Western Sydney's Heritage Records Face Particular Pressure
The issue isn't confined to inner-city institutions. Parramatta City Council, now absorbed into Cumberland and Greater Parramatta council boundaries following boundary changes, generated large volumes of digitised heritage imagery during the lead-up to the Western Sydney Powerhouse museum opening. Those records are held across at least three separate platforms, according to information published in council planning documents. Deduplication has not been listed as a project deliverable in any publicly available council budget.

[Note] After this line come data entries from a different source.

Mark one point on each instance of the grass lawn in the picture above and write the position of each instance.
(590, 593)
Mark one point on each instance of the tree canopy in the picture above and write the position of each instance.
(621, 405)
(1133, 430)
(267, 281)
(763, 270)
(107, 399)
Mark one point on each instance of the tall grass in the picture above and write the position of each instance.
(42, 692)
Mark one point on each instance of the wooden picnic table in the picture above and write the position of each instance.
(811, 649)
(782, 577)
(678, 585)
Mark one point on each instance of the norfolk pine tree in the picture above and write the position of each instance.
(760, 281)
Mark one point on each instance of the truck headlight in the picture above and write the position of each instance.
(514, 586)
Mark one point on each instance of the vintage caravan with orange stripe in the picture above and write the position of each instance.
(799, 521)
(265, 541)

The financial stakes are real. Cloud storage isn't free. A conservative estimate from infrastructure consultancy firm Gartner — published in its 2025 data management benchmarking report — puts the average cost of storing redundant enterprise data at between 25 and 30 percent of total storage spend. For a mid-sized public archive holding ten petabytes, that translates to hundreds of thousands of dollars annually in avoidable expense.
Archivists and digital preservation specialists who work with NSW institutions point to a structural reason for Sydney's lag: digitisation budgets are typically project-based and tied to specific collections, while deduplication is cross-collection work that doesn't fit neatly into a funding category. No one owns the problem.
The practical path forward isn't complicated. Toronto's volunteer-assisted model can be replicated cheaply. Open-source perceptual hashing tools — including pHash and ImageHash, both freely available — are already used by cultural institutions in Europe and North America. The State Library, the City of Sydney's digital team at Town Hall House on George Street, and Parramatta's heritage office could each begin pilot programs without new legislation or large capital outlays. The question is whether any of them will schedule the work before the next digitisation grant arrives and the duplicate count climbs higher.